To me it seems like NAT is only for the purpose of hiding IP addresses when going from one interface to another. If that is the reason, it doesn't make sense why it would be required when going from an Inside interface to the DMZ since both are managed internally (and shouldn't have overlapping addresses and shouldn't need to have IPs hidden).

Thank you.

It is a simple way to only allow initiating traffic from network 192.168.1.0/24 to DMZ and not the other way around.

ayori

ColbyG mentioned, nat-control used to be on by default but not anymore on ASAs. Nat-control requires nat (use nonat if you don't want the IPs to change) for a traffic to traverse from one zone to another. At my job, we still use nat even though it's not required in case for whatever reason in the future nat-control is enabled. You can already imagine if nat-control is ever enabled and you didn't have the nat statements along with your ACLs..

Forsaken_GA

up2thetime wrote: »

Just a quick question on why a firewall needs to NAT. I understand how NAT works, and how to configure it on the PIX... but I am not understanding why NAT is essential when going from one firewall interface to another. I understand that it will hide the source IP, but is that the only reason? To hide IP address?

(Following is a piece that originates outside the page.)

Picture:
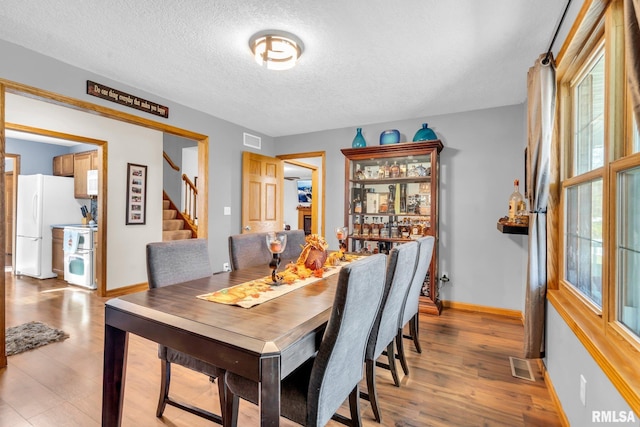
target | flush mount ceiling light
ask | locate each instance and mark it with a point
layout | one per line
(276, 50)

Speaking on a conceptual level, NAT has two practical purposes:

#1 - IP Conservation. If you have more hosts than you have public IP's, then you need to NAT. This was the primary reason NAT was developed. The proper remedy for this situation is to migrate to ipv6.

#2 - Overlapping IP space. If two companies merge or one acquires the other, or you need to interconnect with another network for any reason, but you're using the same address space, NAT can solve the problem and allow the networks to communicate. The proper remedy for this situation is to renumber one of the networks if it's a permanent arrangement.

And that's it. From a security standpoint, the only 'advantage' NAT provides is obscuring the origin of traffic, and a smart threat actor who can access your data stream can probably still ascertain with a reasonable degree of accuracy how many hosts you have behind the NAT, as well as identify individual flows from hosts behind the NAT.

networker050184

thadizzy wrote: »

It is a simple way to only allow initiating traffic from network 192.168.1.0/24 to DMZ and not the other way around.

Wouldn't that be what firewall rules are for? I'm definitely not an expert on this, but it seems to me that using NAT for something like this would be a less than proficient way of doing it rather than setting up your ACLs the right way.